I am new to CUDA programming and hope to get some help here. I have a simple program using “cublasDsyr” in a loop, and then transferring the final result back. It seems like the timing of GPU->CPU “cudaMemcpy” is affected by the number of times that cublasDsyr is called. I am really puzzled. If iteration is 1, cudaMemcpy takes about 710 us. With every added iteration the transfer time increases by about 75us! So if iteration is 10 it takes 1395us to get the results back. If I put a loop around cudaMemcpy, the first transfer takes 1395us but the subsequent times are 623us, which is about what I expect for transfer of 512*512 matrix.
I have tried calling cudaMemcopy before starting the test, so transfering the cublasDsyr results isn’t the first GPU->CPU transfer, just the first after calling cublasDsyr. I even tried to call cublasDsyr once, do a memcopy of the results, and then start the test loop (thinking that the first call to cublasDsyr routine may do something). But there is no difference. No matter what I do if I run culbasDsyr and then call cudamemcpy I get the time overhead on the first transfer.

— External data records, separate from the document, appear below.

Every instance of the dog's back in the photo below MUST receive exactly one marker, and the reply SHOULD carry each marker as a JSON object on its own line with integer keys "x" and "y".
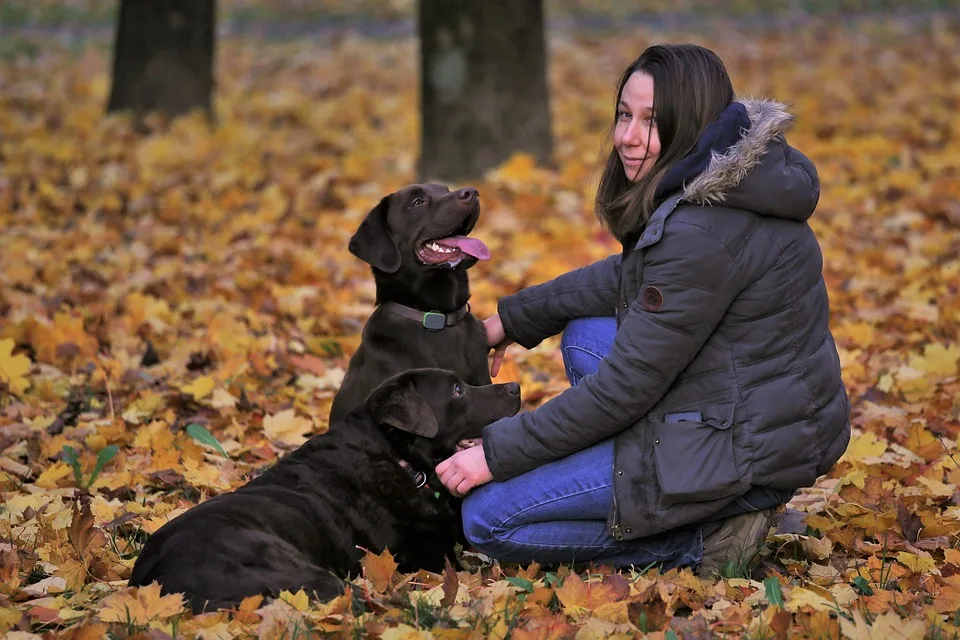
{"x": 423, "y": 318}
{"x": 392, "y": 345}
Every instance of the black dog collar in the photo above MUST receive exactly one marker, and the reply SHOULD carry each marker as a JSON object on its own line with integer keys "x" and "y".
{"x": 419, "y": 477}
{"x": 431, "y": 320}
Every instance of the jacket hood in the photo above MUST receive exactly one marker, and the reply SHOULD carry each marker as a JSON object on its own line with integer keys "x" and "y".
{"x": 760, "y": 172}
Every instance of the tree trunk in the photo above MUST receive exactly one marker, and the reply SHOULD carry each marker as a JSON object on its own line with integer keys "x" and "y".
{"x": 483, "y": 86}
{"x": 163, "y": 56}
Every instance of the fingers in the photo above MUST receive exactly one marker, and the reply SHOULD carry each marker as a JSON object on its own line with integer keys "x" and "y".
{"x": 444, "y": 467}
{"x": 497, "y": 361}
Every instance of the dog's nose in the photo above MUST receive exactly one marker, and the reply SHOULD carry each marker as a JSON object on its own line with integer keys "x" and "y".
{"x": 468, "y": 193}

I can’t imagine “cubasDsyr” having an effect on the memory, so I must be missing something trivial. I will post relevant pieces of the code here and really appreciate any input. Thanks…
#define N 512
double *H_Matrix, *D_Matrix, *H_vec, *D_vec;
cudaMallocHost( (void**) &H_Matrix, NNsizeof(double))
H_vec = malloc(Nsizeof(double))
cudaMalloc( (void**) &D_Matrix, NNsizeof(double))
cudaMalloc( (void**) &D_vec, Nsizeof(double))
//Copy to device
cudaMemcpy( D_Matrix, H_Matrix, NNsizeof(double),cudaMemcpyHostToDevice)
cudaMemcpy( D_vec, H_vec, N*sizeof(double),cudaMemcpyHostToDevice)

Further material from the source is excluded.